Le drame des bouddhas de Bamiyan illustre à sa manière le grand plongeon de l’Afghanistan dans l’obscurantisme. Vandales de leur propre passé, maints dirigeants taliban donnent leur aval à ces pillages. A Bamiyan, dans les grottes aux glorieuses fresques où Ella Maillart apercevait dans les années 30 « des chevaux, des personnages, le soleil, la lune, des tiares et des perles », les pilleurs de trésors ont fait place nette : des centaines de peintures ont été descellées et bradées à des trafiquants d’art. Les lieux que fouillèrent au début du siècle les archéologues français de la Dafa (Délégation archéologique française en Afghanistan) puis italiens, les sites d’Aï Khanoum, de Hadda, de Ghazni ont eux aussi été visités. Les trafiquants, généralement des chefs de tribu et des commandants taliban, successeurs des moudjahidine de Massoud qui ont pillé le musée de Kaboul après 1992, convoient leurs précieuses marchandises vers le Pakistan. Là, des intermédiaires pakistanais s’arrangent avec les douaniers corrompus et quelques diplomates pour exporter les pièces vers New York, Londres, Tokyo et Paris. « Les trafiquants utilisent les mêmes réseaux que les marchands de drogue », dit un enquêteur occidental, sur la piste de ces pièces dérobées. Un acheteur de pierres précieuses originaire de Hambourg rencontré à Peshawar, au Pakistan, vieil habitué des voyages clandestins en Afghanistan, l’affirme crûment : franchir les frontières pour un marchand de pièces archéologiques volées n’est qu’une question de formalités, grassement rémunérées.

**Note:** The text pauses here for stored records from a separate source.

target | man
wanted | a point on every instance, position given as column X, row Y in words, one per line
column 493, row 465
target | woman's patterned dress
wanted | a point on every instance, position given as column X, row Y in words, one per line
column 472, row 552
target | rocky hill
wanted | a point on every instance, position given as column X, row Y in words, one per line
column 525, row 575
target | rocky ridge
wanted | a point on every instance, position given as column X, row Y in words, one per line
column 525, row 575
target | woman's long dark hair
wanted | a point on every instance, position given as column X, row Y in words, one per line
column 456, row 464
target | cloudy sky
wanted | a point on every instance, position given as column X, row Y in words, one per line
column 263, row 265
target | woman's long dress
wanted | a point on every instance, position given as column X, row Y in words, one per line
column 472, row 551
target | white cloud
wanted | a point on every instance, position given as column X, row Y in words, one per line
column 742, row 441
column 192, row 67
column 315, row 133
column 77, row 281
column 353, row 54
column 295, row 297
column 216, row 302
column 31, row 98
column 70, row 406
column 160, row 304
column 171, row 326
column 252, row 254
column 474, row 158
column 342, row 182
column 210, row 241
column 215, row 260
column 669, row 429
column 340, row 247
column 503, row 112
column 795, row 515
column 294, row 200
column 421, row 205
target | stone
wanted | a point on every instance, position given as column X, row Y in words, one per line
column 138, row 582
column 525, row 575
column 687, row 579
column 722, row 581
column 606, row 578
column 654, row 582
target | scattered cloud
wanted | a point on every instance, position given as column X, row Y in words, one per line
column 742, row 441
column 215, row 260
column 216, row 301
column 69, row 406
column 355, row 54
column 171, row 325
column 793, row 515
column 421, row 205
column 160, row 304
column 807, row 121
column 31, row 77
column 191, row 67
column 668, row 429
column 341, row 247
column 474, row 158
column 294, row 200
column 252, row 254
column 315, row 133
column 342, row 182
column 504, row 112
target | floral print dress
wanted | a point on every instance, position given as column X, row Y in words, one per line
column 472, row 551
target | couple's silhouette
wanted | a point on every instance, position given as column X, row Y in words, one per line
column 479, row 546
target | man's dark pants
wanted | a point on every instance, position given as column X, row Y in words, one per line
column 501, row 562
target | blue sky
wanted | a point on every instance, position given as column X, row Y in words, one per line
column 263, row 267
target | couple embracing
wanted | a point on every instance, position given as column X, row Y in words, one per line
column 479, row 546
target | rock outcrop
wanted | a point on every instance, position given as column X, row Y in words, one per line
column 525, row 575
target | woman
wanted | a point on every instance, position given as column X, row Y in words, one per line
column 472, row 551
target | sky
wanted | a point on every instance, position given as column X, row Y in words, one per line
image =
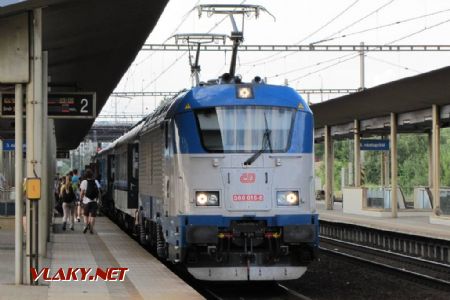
column 297, row 22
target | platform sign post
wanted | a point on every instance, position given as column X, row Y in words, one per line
column 18, row 184
column 14, row 49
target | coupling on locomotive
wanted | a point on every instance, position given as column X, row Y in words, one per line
column 220, row 179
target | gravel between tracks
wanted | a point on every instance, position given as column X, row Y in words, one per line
column 334, row 277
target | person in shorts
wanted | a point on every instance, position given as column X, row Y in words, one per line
column 76, row 188
column 90, row 192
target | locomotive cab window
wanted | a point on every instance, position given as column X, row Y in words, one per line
column 245, row 128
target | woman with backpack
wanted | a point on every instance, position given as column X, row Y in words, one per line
column 67, row 196
column 90, row 192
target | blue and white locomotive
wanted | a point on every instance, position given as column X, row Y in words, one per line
column 220, row 179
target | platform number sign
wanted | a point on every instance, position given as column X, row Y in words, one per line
column 60, row 105
column 72, row 105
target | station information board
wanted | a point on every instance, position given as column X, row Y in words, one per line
column 374, row 145
column 60, row 105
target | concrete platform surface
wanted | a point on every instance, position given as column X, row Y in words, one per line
column 108, row 247
column 405, row 223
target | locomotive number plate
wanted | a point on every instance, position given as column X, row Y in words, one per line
column 248, row 197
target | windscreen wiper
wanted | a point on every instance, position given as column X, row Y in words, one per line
column 266, row 143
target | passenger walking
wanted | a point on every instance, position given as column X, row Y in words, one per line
column 90, row 190
column 67, row 196
column 76, row 189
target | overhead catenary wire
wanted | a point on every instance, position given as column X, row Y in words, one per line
column 389, row 43
column 393, row 64
column 382, row 26
column 356, row 22
column 341, row 13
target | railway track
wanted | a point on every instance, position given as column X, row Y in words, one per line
column 433, row 273
column 253, row 291
column 227, row 291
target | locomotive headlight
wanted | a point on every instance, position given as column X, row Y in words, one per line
column 207, row 198
column 202, row 199
column 244, row 92
column 287, row 198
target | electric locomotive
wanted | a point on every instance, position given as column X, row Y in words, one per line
column 220, row 179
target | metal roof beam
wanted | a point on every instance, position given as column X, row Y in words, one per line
column 297, row 48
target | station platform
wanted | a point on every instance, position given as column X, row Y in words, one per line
column 404, row 223
column 108, row 247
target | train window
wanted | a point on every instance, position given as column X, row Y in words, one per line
column 245, row 128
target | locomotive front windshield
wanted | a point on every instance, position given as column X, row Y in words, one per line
column 245, row 128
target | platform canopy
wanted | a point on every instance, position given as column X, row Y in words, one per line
column 90, row 44
column 401, row 96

Les prix des trésors atteignent ainsi des sommets. Sotheby’s et Christie’s ont vendu sans le savoir des oeuvres d’art volées en Afghanistan. Maintes statues de l’époque du Gandhara ont trouvé preneurs pour plusieurs centaines de milliers de dollars auprès de collectionneurs américains ou japonais, et l’une d’elles a même été estimée à 50 millions de francs. Un trafic aux profits faramineux, que confirme un fonctionnaire pakistanais d’Islamabad régulièrement contacté par les trafiquants pour authentifier les pièces : « Ils sont puissants, ils ont de l’argent et ils n’hésitent pas à descendre ceux qui les gênent… » Même si le directeur des douanes de l’aéroport de Peshawar a été arrêté après que des conteneurs emplis de 20 000 statues et bijoux eurent été saisis, le négoce occulte des inestimables oeuvres d’art afghanes a encore de beaux jours devant lui. « Si le monde continue de fermer les yeux, avertit Nancy Dupree, spécialiste américaine de la civilisation afghane, c’est toute une partie du patrimoine de l’humanité qui est appelée à disparaître, et d’abord les racines de la civilisation indo-européenne. »

Le patrimoine afghan

Pour endiguer ce flot, des experts occidentaux se sont réunis en conclave et ont fondé une association, la Société pour la préservation de l’héritage culturel d’Afghanistan (SPACH). Son représentant à Kaboul, qui vient de s’installer dans un appartement au confort spartiate au-dessus de la rue des Poulets, est un jeune Néerlandais à peine diplômé, Robert Kluyver, un Lawrence d’Arabie de la reconquête archéologique passé maître dans l’art de la palabre et qui aurait ainsi échoué au pays des écumeurs de trésors archéologiques. Rencontré au sommet d’un site antique gardé par un taliban éclopé, sur une colline de Ghazni, la ville qui, en l’an 1000, rivalisait avec Bagdad, l’émissaire de la SPACH tente de négocier pied à pied avec les taliban, les prévient du désastre pour leur histoire et colmate les brèches : un inventaire par-ci, une réparation par-là. La tâche est titanesque. « C’est une goutte d’eau dans l’océan. Regardez, dit-il dans le vent des hauts plateaux en désignant un bouddha couché, à la tête fracassée. L’iconoclasme des taliban a encore frappé… »

Un expert de l’Unesco qui a pu rendre visite aux maîtres de Kaboul, l’Italien Andrea Bruno, estime cependant que les taliban sont de plus en plus sensibilisés à la conservation du patrimoine, afin de préserver leur histoire, mais aussi pour éviter l’ostracisme international. Les trafiquants, eux, se frottent les mains : un manuscrit de l’époque des Timurides (XVe et XVIe siècles après J.-C.) a trouvé preneur à Londres pour 1 million de dollars, soit 7 millions de francs. Mémoire des racines indo-européennes, le patrimoine afghan ressemble étrangement aux fresques de Bamiyan l’endeuillée : il subit l’outrage du temps et la cupidité des hommes.